WASHINGTON -- With less than a week to go before the election, women's rights groups are growing despondent about what they feel is an imbalance in the Democratic Congressional Campaign Committee's 2010 priorities.
On Tuesday evening, the latest and perhaps last batch of expenditures made by the DCCC's independent expenditure arm was made public. They confirm, for the skeptics, what has been a troubling trend in the committee's funding breakdown. While money was sprinkled (in large doses) across a host of races, several prominent female candidates and some noticeable progressives were not on the list.

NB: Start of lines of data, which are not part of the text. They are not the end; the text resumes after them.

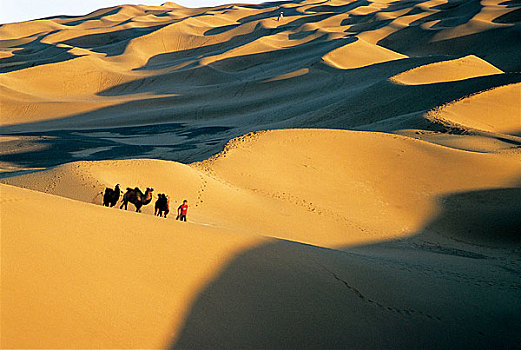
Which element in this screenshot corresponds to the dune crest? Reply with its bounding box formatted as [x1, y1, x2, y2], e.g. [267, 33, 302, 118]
[391, 55, 504, 85]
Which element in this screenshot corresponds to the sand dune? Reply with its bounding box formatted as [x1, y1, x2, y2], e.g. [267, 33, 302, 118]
[1, 130, 521, 348]
[0, 0, 521, 349]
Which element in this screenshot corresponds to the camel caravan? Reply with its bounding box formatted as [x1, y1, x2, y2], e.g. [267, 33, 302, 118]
[103, 184, 169, 218]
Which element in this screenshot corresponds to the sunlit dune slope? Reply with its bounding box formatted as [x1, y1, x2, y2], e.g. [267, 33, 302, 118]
[0, 0, 521, 145]
[0, 130, 521, 348]
[0, 185, 262, 348]
[3, 130, 521, 247]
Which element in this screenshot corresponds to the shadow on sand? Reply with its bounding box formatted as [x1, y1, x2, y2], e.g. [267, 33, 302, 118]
[171, 188, 521, 349]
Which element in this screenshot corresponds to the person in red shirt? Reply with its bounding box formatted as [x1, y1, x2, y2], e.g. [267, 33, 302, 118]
[177, 199, 188, 221]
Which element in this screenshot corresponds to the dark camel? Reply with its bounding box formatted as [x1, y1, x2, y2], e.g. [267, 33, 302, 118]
[103, 184, 121, 208]
[119, 187, 154, 213]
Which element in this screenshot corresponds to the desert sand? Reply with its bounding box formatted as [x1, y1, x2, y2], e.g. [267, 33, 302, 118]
[0, 0, 521, 349]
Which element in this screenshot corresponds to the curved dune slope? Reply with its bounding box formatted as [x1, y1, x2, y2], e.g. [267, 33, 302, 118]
[430, 84, 521, 136]
[0, 130, 521, 348]
[391, 55, 503, 85]
[0, 0, 521, 168]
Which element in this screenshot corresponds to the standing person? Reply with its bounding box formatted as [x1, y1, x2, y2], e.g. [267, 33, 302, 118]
[176, 199, 188, 222]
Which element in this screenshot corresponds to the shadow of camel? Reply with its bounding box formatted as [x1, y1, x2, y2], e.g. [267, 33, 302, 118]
[171, 188, 521, 349]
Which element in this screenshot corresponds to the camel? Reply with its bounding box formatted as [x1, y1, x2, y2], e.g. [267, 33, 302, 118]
[119, 187, 154, 213]
[154, 193, 170, 218]
[103, 184, 121, 208]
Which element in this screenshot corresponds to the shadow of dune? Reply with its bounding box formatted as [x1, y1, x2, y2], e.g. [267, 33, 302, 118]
[0, 52, 521, 172]
[63, 23, 171, 57]
[170, 188, 521, 349]
[378, 22, 521, 72]
[0, 33, 80, 73]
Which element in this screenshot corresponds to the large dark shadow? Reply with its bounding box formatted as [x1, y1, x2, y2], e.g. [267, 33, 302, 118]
[0, 123, 230, 177]
[171, 188, 521, 349]
[0, 33, 79, 73]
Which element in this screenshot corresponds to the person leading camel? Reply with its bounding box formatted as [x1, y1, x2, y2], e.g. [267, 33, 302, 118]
[176, 199, 188, 222]
[103, 184, 121, 208]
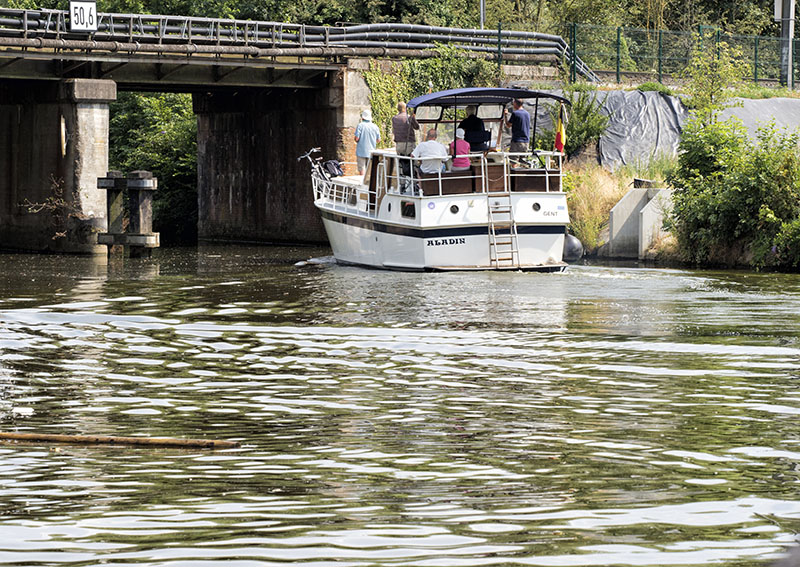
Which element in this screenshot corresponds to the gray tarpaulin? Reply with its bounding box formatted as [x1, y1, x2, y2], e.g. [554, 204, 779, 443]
[597, 91, 689, 169]
[506, 90, 800, 170]
[720, 98, 800, 137]
[598, 91, 800, 169]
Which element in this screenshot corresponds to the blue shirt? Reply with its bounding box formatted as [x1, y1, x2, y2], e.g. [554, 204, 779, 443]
[355, 120, 381, 157]
[510, 108, 531, 144]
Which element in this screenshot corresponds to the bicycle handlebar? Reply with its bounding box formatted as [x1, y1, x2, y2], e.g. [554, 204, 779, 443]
[297, 148, 322, 161]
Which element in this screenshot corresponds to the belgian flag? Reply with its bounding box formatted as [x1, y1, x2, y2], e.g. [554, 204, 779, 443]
[556, 103, 567, 152]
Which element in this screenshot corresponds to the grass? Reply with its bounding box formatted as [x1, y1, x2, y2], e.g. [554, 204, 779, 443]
[565, 165, 628, 254]
[615, 154, 678, 185]
[564, 155, 677, 254]
[636, 81, 676, 96]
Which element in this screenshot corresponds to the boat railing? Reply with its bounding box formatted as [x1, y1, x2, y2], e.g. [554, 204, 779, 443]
[379, 150, 563, 197]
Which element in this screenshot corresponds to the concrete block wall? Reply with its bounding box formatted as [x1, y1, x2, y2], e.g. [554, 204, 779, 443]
[639, 189, 672, 260]
[598, 187, 672, 259]
[0, 79, 116, 254]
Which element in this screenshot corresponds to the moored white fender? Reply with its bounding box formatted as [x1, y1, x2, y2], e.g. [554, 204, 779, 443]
[563, 234, 583, 262]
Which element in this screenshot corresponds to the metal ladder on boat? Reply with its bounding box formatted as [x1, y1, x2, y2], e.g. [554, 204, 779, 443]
[488, 193, 519, 268]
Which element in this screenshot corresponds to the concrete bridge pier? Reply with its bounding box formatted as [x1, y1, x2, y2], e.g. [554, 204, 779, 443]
[194, 66, 369, 242]
[0, 79, 116, 254]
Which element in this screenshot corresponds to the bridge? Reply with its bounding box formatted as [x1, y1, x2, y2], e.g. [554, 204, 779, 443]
[0, 9, 596, 252]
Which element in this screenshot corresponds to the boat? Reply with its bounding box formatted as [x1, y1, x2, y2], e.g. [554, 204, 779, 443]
[299, 88, 579, 272]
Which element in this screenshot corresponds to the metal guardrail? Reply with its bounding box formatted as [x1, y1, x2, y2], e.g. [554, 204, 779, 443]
[0, 9, 598, 81]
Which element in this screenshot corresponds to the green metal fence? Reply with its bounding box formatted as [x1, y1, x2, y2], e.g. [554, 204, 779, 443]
[566, 24, 798, 88]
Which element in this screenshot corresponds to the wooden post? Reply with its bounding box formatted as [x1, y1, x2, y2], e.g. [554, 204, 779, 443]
[97, 171, 160, 258]
[126, 171, 159, 258]
[97, 171, 126, 256]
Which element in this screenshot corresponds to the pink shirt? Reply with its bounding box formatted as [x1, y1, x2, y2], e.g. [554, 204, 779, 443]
[450, 138, 469, 167]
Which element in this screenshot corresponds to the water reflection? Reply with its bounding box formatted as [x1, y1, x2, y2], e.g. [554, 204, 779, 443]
[0, 247, 800, 566]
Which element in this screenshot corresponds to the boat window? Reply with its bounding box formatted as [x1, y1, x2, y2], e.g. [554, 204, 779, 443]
[478, 104, 503, 120]
[414, 106, 442, 122]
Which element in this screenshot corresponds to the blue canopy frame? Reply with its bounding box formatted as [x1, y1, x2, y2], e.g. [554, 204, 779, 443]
[406, 87, 571, 154]
[407, 87, 570, 108]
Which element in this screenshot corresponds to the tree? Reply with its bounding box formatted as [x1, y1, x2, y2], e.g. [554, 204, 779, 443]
[683, 34, 748, 124]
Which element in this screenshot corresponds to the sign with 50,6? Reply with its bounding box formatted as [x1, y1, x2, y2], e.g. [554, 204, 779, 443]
[69, 1, 97, 32]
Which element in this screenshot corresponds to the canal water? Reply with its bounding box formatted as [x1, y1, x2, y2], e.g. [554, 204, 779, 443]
[0, 247, 800, 567]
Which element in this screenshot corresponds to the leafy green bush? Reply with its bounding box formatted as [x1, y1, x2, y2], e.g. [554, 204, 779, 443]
[363, 45, 501, 146]
[669, 116, 800, 268]
[636, 81, 675, 96]
[564, 81, 597, 93]
[109, 92, 197, 244]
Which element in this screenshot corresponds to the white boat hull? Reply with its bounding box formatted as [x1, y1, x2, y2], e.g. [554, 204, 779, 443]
[317, 194, 566, 271]
[312, 151, 569, 271]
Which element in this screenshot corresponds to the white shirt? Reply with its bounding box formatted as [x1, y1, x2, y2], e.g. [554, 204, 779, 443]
[411, 140, 449, 173]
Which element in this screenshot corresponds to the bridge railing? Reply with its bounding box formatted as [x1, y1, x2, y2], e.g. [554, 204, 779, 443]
[0, 9, 598, 81]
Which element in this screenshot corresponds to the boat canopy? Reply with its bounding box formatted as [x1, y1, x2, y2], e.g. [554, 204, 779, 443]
[407, 87, 570, 108]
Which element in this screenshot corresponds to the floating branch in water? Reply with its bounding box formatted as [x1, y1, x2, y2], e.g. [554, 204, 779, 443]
[0, 432, 239, 449]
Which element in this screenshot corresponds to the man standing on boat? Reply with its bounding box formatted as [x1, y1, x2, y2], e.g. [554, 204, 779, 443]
[411, 128, 450, 173]
[355, 108, 381, 175]
[503, 98, 531, 153]
[392, 100, 419, 176]
[392, 100, 419, 156]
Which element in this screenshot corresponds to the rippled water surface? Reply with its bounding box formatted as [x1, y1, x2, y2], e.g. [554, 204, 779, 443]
[0, 247, 800, 567]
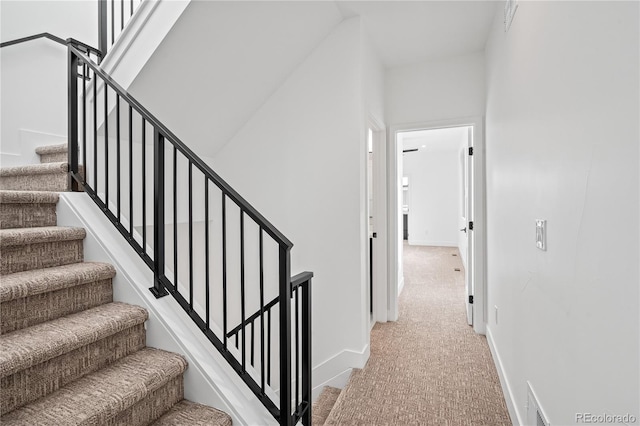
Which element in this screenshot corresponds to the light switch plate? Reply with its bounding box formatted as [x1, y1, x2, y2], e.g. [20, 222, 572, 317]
[536, 219, 547, 251]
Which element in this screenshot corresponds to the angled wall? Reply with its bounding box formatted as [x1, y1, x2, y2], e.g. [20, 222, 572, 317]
[212, 18, 368, 390]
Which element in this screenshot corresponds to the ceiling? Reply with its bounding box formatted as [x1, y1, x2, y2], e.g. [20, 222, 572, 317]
[336, 0, 503, 68]
[400, 127, 469, 152]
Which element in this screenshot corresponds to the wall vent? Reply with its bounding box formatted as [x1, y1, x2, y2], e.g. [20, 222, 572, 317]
[527, 382, 551, 426]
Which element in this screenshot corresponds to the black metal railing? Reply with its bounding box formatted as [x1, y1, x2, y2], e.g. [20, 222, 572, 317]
[0, 33, 104, 62]
[68, 45, 313, 425]
[98, 0, 142, 54]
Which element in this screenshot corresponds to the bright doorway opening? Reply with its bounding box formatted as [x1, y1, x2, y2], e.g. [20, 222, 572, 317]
[388, 118, 486, 334]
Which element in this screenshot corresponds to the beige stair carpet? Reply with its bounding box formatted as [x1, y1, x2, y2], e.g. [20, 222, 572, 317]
[0, 145, 231, 426]
[311, 386, 342, 426]
[325, 245, 511, 426]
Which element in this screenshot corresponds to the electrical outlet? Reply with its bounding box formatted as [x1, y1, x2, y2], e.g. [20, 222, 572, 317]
[536, 219, 547, 251]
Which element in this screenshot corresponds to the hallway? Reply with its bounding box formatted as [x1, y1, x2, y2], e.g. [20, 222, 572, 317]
[325, 244, 511, 426]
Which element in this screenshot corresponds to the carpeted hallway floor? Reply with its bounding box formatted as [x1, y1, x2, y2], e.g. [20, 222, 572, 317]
[325, 245, 511, 426]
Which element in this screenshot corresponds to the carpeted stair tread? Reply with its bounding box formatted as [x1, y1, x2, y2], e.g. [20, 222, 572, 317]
[0, 303, 148, 377]
[0, 162, 69, 177]
[0, 226, 87, 248]
[0, 262, 116, 302]
[323, 368, 362, 425]
[0, 189, 60, 204]
[36, 143, 69, 155]
[2, 348, 187, 425]
[153, 400, 232, 426]
[311, 386, 342, 426]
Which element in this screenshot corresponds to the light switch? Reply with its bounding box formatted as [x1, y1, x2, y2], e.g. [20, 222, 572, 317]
[536, 219, 547, 251]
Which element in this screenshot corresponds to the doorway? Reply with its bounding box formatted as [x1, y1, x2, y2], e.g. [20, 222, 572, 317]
[364, 117, 389, 329]
[388, 118, 486, 334]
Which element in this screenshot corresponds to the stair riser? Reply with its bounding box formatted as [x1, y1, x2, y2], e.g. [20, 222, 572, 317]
[0, 324, 145, 415]
[110, 374, 184, 426]
[0, 279, 113, 334]
[40, 152, 69, 163]
[0, 240, 84, 275]
[0, 172, 68, 192]
[0, 203, 57, 229]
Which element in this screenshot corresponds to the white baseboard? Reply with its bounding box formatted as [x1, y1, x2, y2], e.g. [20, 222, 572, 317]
[486, 326, 524, 426]
[312, 345, 370, 401]
[409, 238, 458, 247]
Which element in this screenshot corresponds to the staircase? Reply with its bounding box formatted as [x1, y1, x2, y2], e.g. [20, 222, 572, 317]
[0, 145, 231, 426]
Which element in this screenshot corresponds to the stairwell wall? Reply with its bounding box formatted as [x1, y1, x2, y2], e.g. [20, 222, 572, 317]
[486, 2, 640, 425]
[0, 1, 98, 166]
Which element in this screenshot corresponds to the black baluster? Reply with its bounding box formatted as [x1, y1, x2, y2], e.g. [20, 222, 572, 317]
[142, 117, 147, 253]
[129, 105, 133, 238]
[267, 308, 271, 386]
[67, 50, 78, 191]
[302, 277, 312, 426]
[222, 192, 227, 350]
[104, 82, 109, 206]
[149, 127, 169, 298]
[111, 0, 116, 46]
[259, 227, 265, 394]
[93, 71, 98, 194]
[173, 145, 178, 291]
[249, 320, 255, 367]
[82, 62, 87, 184]
[204, 175, 209, 329]
[116, 93, 120, 222]
[189, 161, 193, 311]
[240, 209, 247, 371]
[294, 289, 300, 410]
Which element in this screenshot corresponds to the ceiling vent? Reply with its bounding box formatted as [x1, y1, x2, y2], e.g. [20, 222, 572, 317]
[504, 0, 518, 33]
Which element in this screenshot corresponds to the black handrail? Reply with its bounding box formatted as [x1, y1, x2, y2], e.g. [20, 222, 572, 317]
[0, 33, 104, 58]
[68, 44, 313, 425]
[98, 0, 136, 54]
[69, 45, 293, 248]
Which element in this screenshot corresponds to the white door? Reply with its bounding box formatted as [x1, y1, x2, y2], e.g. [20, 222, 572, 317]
[461, 127, 474, 325]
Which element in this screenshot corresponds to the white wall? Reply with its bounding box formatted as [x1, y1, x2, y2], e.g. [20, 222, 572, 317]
[486, 2, 640, 425]
[403, 145, 460, 247]
[129, 1, 342, 160]
[0, 1, 98, 165]
[212, 18, 368, 392]
[385, 52, 485, 125]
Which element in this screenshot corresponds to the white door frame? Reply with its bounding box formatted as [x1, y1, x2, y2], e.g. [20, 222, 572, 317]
[387, 117, 487, 334]
[365, 115, 389, 326]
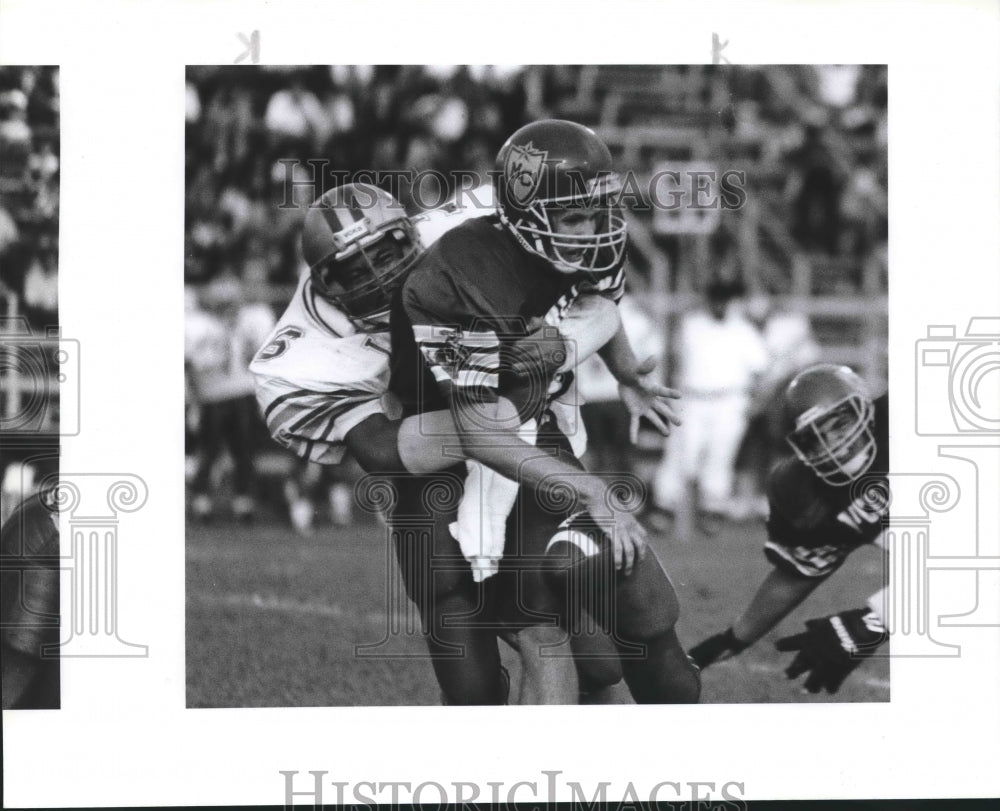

Reps. Suzanne Kosmas (D-Fla.), Carol Shea-Porter (D-N.H.), Betsy Markey (D-Colo.), Debbie Halvorson (D-Ill.), and Kathy Dahlkemper (D-Penn.) found their re-election contests shunned. So too did Rep. Mary Jo Kilroy (D-Ohio), though earlier in the cycle the DCCC spent roughly $20,000 attacking her opponent.
"What I find of high concern is that here are women who do what women do when elected," said Siobhan "Sam" Bennett, President and CEO of Women's Campaign Forum. "They are far better on health care, education, and the extension of unemployment benefits... and what we are seeing is these women are being punished for being leaders around these critical issues... I think it is enormously shortsighted of the party to go in this direction.
"To be abandoned, or neglected, or under-invested in is not only the height of irony it is short-sighted by the party."
Looking at individual races, the DCCC's strategic choices actually seem logical. Each of these candidates trail in the polls, some by double digits (Halvorson) others by less (Kosmas and Kilroy). Female candidates in strong positions were buoyed by the committee's independent expenditure arm. Even then, the DCCC insists it has made sure no one is hung out to dry, either by aiding field programs or by only backing off once third-party groups assumed the financial load.
"The DCCC is invested in each of those members," said spokeswomen Jen Crider. "Our spending decisions are based on a variety of factors including what other Democratic-leaning outside groups are doing in the district. We are confident that each of them will win on Election Day."
In politics, however, investing money trumps exhibiting confidence. One female Democratic operative, speaking on condition of anonymity to express her frustrations more frankly, noted that various polls showed several of those candidates within striking distance. "Those women are all good soldiers, they're all running good campaigns, and those races are all winnable."
And while each of the aforementioned female candidates may have ground to make up against their challenger, so too do several male candidates who have been given healthy backing by the DCCC. Rep. Travis Childers (D-Miss.) has received more than $950,000 from the committee's independent expenditure fund despite trailing his opponent by an average of six percentage points. Rep. Chet Edwards (D-Tex.), down ten points, has received more than $620,000. Rep. Jim Marshall (D-Ga.), down six, has received roughly $40,000.
Officials who work closely with the committee say there are clear reasons to make such investments and not one of them involves gender. More often than not, it's intel from the ground suggesting that an infusion of cash could make the difference between winning or losing. But the message the money sends has resonated beyond a cadre of women-in-governance activists. Marshall has said he would vote against retaining House Speaker Nancy Pelosi should he win office. Edwards and Childers have campaigned against her. Another Pelosi-critic (though an election frontrunner) Rep. Bobby Bright (D-Ala.) has received more than $1.4 million from the DCCC.
"It's absolutely unconscionable that the DCCC is spending money on races and in places where these members of Congress, not only do not support the Speaker's agenda, but don't support the Speaker," said a Washington D.C.-based Democratic strategist and self-professed progressive. "F---ing Bobby Bright? Give me a break."
There is, of course, a glaring counterpoint to the theory that the DCCC has abandoned women at the behest of Blue Dog Democrats and Pelosi critics. While Chairman Chris Van Hollen directs committee strategy it's not done without major input from several prominent female lawmakers, including Pelosi herself.
"You are basically saying that the Speaker, the first woman Speaker of the House, is against women candidates," said a committee adviser.
Likewise, as the adviser notes, the DCCC has made major investments in the re-election efforts of prominent female candidates. Rep. Anne Kirkpatrick (D-Ariz.) has received more than $1 million; Rep. Dina Titus (D-Nev.) has been given more than $1.3 million; Rep. Gabrielle Giffords (D-Ariz.) got a $132,000 infusion on Tuesday evening. A common feature that all these candidates share: they're much closer in the polls than the list of the abandoned.
"They very much want Bobby Bright to win," said a Democratize operative who works closely with the DCCC. "So it shows you how they are looking at it. But I don't think there is any calculation that says we want him to win at the expense of a Mary Jo Kilroy."